Position sizing for a newly deployed trading bot: how to start safely
Conservative sizing for new bots: halving rules, volatility targeting, kill criteria, and escalating size only when live stats match research.
Position sizing new trading bot and risk management algo trading deployment searches are about the transition from research to live capital.
Principles
- Cap per-trade and per-day loss in dollars, not only percent of backtest profit
- Scale in after observing stable fills and slippage (Why live fails)
Pair with kill criteria
Define drawdown and drift stops before you need them (Strategy kill-switch, Freqtrade kill-switch).
Why small size is a feature, not a failure
The first weeks of live trading are an operational test: fills, latency, exchange quirks, and your own discipline. If you start at full size, you pay for operational surprises with maximum pain. A smaller notional keeps mistakes expensive enough to notice, but not existential.

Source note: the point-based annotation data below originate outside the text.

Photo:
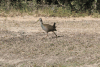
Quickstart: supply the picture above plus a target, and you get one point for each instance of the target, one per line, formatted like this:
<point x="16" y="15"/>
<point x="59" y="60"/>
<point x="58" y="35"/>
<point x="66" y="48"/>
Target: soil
<point x="23" y="42"/>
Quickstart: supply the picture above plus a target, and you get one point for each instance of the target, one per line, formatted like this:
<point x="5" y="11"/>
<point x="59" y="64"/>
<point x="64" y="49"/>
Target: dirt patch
<point x="22" y="42"/>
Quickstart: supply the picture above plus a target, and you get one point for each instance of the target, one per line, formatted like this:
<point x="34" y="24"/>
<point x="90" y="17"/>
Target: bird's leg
<point x="54" y="33"/>
<point x="47" y="35"/>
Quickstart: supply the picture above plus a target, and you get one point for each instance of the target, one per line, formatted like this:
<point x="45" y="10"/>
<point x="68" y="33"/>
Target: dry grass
<point x="77" y="45"/>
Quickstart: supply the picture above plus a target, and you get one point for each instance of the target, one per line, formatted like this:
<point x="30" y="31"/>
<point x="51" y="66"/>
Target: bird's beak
<point x="36" y="21"/>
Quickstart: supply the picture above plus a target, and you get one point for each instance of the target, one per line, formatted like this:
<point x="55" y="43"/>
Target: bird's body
<point x="48" y="28"/>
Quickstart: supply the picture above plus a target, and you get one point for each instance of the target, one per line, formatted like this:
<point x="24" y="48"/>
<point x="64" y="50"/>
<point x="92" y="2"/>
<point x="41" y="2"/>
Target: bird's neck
<point x="41" y="22"/>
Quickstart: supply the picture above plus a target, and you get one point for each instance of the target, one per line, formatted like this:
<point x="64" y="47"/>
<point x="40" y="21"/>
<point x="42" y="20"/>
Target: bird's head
<point x="40" y="19"/>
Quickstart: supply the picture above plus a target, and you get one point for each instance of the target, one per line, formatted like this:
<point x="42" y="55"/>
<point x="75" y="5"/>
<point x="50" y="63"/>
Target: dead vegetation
<point x="77" y="45"/>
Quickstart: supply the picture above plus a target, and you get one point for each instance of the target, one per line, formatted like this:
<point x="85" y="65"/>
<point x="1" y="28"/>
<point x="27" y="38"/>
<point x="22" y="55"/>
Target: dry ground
<point x="77" y="45"/>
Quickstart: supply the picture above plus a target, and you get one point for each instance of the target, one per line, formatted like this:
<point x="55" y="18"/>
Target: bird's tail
<point x="54" y="26"/>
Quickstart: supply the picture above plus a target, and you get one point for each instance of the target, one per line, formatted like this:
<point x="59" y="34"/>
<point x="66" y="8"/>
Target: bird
<point x="48" y="28"/>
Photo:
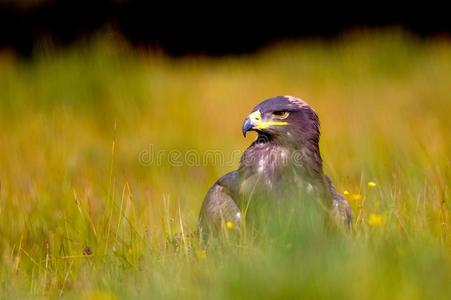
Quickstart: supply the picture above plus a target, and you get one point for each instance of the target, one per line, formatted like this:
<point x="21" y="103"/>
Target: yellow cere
<point x="229" y="225"/>
<point x="256" y="121"/>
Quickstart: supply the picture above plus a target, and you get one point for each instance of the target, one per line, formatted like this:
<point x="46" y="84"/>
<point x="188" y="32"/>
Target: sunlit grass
<point x="86" y="211"/>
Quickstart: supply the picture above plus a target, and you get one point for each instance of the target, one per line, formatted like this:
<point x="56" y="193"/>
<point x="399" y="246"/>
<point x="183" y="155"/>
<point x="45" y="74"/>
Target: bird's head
<point x="285" y="120"/>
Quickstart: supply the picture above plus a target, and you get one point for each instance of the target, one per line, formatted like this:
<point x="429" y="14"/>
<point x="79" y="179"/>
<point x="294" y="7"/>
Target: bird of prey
<point x="284" y="161"/>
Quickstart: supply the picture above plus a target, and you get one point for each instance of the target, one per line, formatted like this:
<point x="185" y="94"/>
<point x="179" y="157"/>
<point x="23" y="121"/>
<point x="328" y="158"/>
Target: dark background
<point x="214" y="29"/>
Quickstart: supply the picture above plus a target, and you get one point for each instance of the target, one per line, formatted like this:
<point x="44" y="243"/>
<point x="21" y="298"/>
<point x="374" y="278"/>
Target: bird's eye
<point x="281" y="114"/>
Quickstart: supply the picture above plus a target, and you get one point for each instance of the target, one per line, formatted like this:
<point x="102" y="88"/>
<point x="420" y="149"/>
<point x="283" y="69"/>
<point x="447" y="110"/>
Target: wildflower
<point x="99" y="295"/>
<point x="229" y="225"/>
<point x="201" y="254"/>
<point x="376" y="219"/>
<point x="356" y="197"/>
<point x="371" y="184"/>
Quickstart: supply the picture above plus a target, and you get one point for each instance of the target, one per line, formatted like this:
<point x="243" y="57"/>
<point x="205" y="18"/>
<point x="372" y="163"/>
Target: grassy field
<point x="106" y="153"/>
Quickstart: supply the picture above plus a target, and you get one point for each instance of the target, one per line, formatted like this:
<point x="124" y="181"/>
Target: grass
<point x="104" y="155"/>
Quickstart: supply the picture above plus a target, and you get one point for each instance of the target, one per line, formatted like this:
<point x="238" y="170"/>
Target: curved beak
<point x="255" y="122"/>
<point x="251" y="122"/>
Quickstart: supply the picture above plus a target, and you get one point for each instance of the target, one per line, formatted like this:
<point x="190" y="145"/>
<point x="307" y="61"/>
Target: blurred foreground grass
<point x="106" y="154"/>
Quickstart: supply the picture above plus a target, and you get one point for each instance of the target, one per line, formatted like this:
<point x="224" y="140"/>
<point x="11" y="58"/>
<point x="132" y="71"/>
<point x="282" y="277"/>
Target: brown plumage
<point x="284" y="162"/>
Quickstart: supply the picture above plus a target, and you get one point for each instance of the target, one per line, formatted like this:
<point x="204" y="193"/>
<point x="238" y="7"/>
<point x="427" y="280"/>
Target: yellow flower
<point x="376" y="220"/>
<point x="356" y="197"/>
<point x="229" y="225"/>
<point x="99" y="295"/>
<point x="201" y="254"/>
<point x="371" y="184"/>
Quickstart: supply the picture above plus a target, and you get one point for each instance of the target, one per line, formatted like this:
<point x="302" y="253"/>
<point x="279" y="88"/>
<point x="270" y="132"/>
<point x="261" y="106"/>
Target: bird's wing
<point x="340" y="205"/>
<point x="219" y="206"/>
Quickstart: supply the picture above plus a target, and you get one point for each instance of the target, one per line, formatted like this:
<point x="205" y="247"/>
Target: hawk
<point x="283" y="162"/>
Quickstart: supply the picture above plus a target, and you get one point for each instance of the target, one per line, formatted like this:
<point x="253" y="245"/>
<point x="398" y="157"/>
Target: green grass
<point x="76" y="125"/>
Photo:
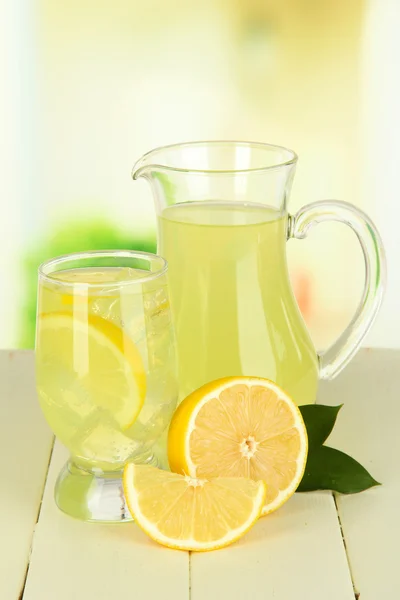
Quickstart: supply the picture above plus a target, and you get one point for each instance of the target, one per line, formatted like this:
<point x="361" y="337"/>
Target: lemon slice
<point x="101" y="357"/>
<point x="241" y="427"/>
<point x="191" y="514"/>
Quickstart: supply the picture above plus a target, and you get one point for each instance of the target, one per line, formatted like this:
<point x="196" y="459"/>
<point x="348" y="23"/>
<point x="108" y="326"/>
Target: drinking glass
<point x="105" y="370"/>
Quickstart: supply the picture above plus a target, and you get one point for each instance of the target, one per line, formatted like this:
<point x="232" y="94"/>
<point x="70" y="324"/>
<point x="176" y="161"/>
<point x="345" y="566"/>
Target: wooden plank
<point x="80" y="561"/>
<point x="296" y="552"/>
<point x="368" y="429"/>
<point x="25" y="446"/>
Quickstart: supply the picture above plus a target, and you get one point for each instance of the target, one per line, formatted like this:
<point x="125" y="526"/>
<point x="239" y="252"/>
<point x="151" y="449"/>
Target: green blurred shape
<point x="73" y="236"/>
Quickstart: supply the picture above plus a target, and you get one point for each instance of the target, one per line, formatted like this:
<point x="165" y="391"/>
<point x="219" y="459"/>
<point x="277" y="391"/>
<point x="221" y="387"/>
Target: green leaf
<point x="319" y="421"/>
<point x="330" y="469"/>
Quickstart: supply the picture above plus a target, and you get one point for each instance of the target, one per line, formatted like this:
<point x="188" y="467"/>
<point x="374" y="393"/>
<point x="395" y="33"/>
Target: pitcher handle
<point x="336" y="357"/>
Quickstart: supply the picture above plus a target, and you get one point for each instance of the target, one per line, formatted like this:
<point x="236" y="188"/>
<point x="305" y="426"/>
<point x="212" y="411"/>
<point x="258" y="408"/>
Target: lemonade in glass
<point x="105" y="370"/>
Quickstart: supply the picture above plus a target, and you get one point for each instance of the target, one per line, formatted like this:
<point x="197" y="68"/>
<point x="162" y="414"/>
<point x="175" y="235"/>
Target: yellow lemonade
<point x="233" y="308"/>
<point x="104" y="363"/>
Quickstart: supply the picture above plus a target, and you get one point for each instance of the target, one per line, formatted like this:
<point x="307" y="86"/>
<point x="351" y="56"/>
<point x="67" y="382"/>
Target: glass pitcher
<point x="223" y="224"/>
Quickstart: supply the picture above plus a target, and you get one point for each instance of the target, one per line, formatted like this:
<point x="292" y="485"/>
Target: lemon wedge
<point x="98" y="353"/>
<point x="191" y="514"/>
<point x="241" y="427"/>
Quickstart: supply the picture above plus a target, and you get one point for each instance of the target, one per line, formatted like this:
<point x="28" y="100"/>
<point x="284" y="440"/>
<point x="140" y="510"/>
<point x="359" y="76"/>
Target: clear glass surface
<point x="223" y="223"/>
<point x="105" y="370"/>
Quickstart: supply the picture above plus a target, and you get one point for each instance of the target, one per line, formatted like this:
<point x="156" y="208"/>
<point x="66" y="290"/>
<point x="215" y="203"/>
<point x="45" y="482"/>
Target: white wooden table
<point x="316" y="547"/>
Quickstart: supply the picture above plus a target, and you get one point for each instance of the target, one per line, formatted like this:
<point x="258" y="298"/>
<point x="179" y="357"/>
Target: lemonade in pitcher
<point x="223" y="224"/>
<point x="234" y="310"/>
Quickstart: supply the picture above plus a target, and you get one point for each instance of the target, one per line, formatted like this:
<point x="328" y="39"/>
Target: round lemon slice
<point x="241" y="427"/>
<point x="191" y="514"/>
<point x="101" y="356"/>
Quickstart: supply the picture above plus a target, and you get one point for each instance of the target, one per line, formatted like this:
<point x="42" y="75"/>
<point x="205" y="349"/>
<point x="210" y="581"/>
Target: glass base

Volatility-aware sizing (high level)
If your strategy risk scales with market volatility, write down how you will tighten size when realized volatility jumps beyond what your backtest assumed. If you cannot explain the rule in one paragraph, it is not ready for automation.
Escalation rules
Only increase size when live behavior matches research assumptions across multiple regime slices, not after one lucky week. Tie increases to pre-written criteria: stable slippage, stable trade count, and no unexplained drift versus walk-forward expectations (WFE).